All information comes directly from the official SEC brief.
(Cited: )

🔥 FULL BREAKDOWN — LC Computer Science Coursework Report 2026

The written report must be:

Presented as a website (HTML)
Max 2500 words
Include a video ≤ 5 minutes
Worth 90 marks (30% of the LC grade)

Below is each section explained in depth.

✅ SECTION 0: Website Structure & UI – 5 Marks

Marks Available: 5 marks

The examiner awards marks for:

What is required

✔ Your report must be a working offline website saved as HTML
✔ Must include index.html as the main file
✔ Must have images, video, CSS, or subpages all correctly linked locally
✔ Must be clean, readable, and well-organised
✔ Must follow basic UI design principles:

Good headings
Consistent colours and fonts
Easy navigation
Not cluttered

Common mistakes that lose marks

❌ Using Google Sites / Wix / online hosting
❌ Missing video
❌ Broken links
❌ CSS not loading
❌ Index.html not at the top of the Report folder

These errors will result in automatic mark loss and may prevent the examiner from accessing your work.

✅ SECTION 1: Meeting the Brief – 27 Marks (Largest Section)

Suggested Word Count: ~400 words (plus video)

Marks Available: 27 marks

This is where most marks are awarded.

What is required

This section includes your 5-minute max video which must show:

Basic Requirements (must show all)

1️⃣ Embedded system works

1 digital input (button, motion sensor, rain sensor, etc.)
1 analogue input (moisture, light, temperature sensor)
1 digital or analogue output (LED, buzzer, servo, pump)

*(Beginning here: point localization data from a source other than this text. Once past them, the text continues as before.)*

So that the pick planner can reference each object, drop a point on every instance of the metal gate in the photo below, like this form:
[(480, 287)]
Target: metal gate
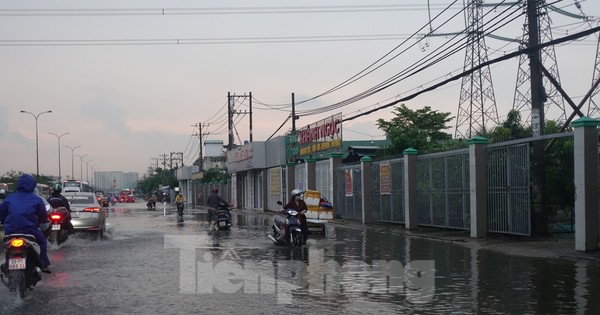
[(509, 199), (443, 198), (388, 206), (349, 192)]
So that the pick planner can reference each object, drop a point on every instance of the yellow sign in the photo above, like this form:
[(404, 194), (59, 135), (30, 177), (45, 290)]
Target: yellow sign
[(321, 146), (315, 210)]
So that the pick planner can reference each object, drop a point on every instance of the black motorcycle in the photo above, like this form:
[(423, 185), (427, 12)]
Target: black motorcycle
[(151, 205), (57, 232), (287, 231), (223, 218), (180, 206), (22, 268)]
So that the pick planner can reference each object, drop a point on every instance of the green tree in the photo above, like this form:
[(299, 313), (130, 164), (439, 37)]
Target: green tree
[(510, 129), (421, 129)]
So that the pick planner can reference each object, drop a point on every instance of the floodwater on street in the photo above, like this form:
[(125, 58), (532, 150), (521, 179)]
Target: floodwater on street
[(149, 263)]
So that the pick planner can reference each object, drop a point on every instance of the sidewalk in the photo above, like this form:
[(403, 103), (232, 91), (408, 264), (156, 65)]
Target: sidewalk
[(559, 246)]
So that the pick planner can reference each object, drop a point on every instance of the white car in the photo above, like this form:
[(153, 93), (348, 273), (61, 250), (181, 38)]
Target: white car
[(86, 212)]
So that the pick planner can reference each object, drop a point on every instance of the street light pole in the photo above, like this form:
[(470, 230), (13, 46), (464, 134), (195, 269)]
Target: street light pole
[(37, 155), (87, 171), (81, 165), (72, 163), (58, 137)]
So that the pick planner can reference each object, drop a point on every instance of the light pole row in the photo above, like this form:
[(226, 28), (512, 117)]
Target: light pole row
[(37, 154), (58, 137)]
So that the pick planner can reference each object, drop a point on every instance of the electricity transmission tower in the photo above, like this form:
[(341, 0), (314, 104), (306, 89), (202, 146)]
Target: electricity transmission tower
[(552, 98), (477, 104), (593, 110)]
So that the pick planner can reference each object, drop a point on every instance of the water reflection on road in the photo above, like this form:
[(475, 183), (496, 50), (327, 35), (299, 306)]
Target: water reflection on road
[(141, 268)]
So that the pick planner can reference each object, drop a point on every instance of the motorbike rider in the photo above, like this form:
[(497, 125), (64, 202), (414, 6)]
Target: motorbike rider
[(213, 202), (57, 200), (299, 205), (24, 212), (179, 199)]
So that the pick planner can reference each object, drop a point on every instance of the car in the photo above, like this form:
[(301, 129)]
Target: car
[(86, 213)]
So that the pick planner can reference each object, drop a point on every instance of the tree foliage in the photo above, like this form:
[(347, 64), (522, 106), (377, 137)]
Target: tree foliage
[(421, 129)]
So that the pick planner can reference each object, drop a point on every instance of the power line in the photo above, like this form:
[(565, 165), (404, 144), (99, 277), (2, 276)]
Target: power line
[(490, 62), (212, 11)]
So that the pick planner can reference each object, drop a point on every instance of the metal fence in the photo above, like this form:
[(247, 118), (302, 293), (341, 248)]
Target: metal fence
[(349, 193), (443, 189), (388, 207), (508, 179)]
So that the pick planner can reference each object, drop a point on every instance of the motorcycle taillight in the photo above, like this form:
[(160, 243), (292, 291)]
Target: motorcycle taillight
[(17, 242)]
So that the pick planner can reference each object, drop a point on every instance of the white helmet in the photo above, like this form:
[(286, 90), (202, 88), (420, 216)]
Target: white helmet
[(297, 192)]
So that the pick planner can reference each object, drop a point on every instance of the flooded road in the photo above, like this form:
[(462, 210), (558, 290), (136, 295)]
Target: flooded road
[(149, 263)]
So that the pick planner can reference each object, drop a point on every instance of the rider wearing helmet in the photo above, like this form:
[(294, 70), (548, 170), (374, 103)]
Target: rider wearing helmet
[(23, 212), (213, 202), (57, 200), (299, 205)]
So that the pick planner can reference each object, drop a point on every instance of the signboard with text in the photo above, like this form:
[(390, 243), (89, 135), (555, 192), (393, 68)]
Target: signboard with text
[(322, 135)]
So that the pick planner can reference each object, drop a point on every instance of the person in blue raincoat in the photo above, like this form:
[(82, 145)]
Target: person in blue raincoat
[(24, 212)]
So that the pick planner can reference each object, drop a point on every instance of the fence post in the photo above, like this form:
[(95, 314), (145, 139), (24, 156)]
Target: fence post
[(478, 186), (311, 173), (336, 163), (366, 189), (291, 178), (411, 212), (585, 150)]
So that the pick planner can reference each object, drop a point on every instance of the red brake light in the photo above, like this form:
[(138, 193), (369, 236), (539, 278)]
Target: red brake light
[(17, 242)]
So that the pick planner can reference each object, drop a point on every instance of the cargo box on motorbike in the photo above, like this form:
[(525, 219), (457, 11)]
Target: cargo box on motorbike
[(319, 208)]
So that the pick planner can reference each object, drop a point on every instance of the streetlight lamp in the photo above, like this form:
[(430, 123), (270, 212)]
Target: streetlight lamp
[(58, 137), (81, 165), (72, 164), (37, 155), (87, 171)]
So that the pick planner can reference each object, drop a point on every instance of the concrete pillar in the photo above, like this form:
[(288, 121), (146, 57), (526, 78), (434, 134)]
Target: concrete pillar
[(291, 179), (411, 214), (478, 186), (366, 184), (585, 149), (311, 174), (336, 163)]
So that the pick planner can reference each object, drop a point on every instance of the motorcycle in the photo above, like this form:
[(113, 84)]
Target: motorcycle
[(180, 206), (223, 218), (22, 269), (287, 231), (151, 205), (57, 231)]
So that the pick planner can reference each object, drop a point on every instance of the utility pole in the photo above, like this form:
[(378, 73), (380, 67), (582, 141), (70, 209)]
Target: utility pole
[(540, 216), (200, 134), (229, 122), (233, 111), (293, 114), (250, 99), (164, 159)]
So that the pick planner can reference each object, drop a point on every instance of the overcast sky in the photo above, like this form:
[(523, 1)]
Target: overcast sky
[(129, 79)]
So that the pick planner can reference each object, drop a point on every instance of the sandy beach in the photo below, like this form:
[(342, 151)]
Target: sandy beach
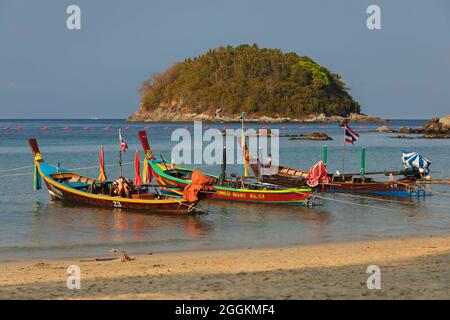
[(412, 268)]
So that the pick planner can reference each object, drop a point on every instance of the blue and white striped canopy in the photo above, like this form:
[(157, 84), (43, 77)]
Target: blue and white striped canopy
[(415, 160)]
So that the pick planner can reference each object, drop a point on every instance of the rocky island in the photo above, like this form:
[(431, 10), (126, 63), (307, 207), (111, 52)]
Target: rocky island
[(269, 85)]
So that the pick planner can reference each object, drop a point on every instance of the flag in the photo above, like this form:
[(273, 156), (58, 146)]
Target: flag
[(245, 170), (123, 143), (350, 135), (137, 170), (102, 175)]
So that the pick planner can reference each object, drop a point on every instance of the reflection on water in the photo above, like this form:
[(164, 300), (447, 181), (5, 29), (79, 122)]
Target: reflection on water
[(32, 225)]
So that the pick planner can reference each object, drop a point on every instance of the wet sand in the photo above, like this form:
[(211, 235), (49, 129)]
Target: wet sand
[(412, 268)]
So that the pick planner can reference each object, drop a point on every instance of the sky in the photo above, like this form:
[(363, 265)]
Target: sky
[(49, 71)]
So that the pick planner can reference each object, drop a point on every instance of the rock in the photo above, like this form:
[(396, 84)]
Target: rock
[(405, 130), (384, 129), (316, 136), (445, 121), (435, 136), (432, 126)]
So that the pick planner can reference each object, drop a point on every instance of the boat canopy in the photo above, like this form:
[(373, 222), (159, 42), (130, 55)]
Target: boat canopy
[(415, 160)]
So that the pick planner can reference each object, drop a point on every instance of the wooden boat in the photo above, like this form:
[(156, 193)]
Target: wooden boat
[(227, 189), (351, 183), (69, 186)]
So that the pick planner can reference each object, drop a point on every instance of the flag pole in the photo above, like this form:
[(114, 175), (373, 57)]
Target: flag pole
[(343, 155), (120, 162)]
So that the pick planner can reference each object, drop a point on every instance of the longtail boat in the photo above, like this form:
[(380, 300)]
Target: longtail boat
[(224, 188), (69, 186), (351, 183)]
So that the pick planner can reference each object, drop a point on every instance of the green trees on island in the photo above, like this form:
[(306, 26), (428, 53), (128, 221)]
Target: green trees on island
[(248, 78)]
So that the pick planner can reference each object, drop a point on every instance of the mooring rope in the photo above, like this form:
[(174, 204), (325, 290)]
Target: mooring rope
[(15, 169), (83, 168), (393, 201)]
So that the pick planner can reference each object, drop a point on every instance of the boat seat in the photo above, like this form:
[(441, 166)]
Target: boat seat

2️⃣ It collects and stores environmental data

3️⃣ It simulates a real-world forest process
Examples:

Drought cycle
Wildfire probability
Canopy cover
Soil moisture change

Advanced Requirements (must show all)

4️⃣ Your Python disaster risk model
5️⃣ Two “what-if” scenarios
6️⃣ An adaptive feedback mechanism (auto-response)

How to score full marks

Your video should clearly show:

Inputs being triggered
Outputs responding
Data being displayed
Your model running
Your scenarios changing results
Your automatic reaction (e.g., buzzer turning on)

The examiner should not have to “assume” anything.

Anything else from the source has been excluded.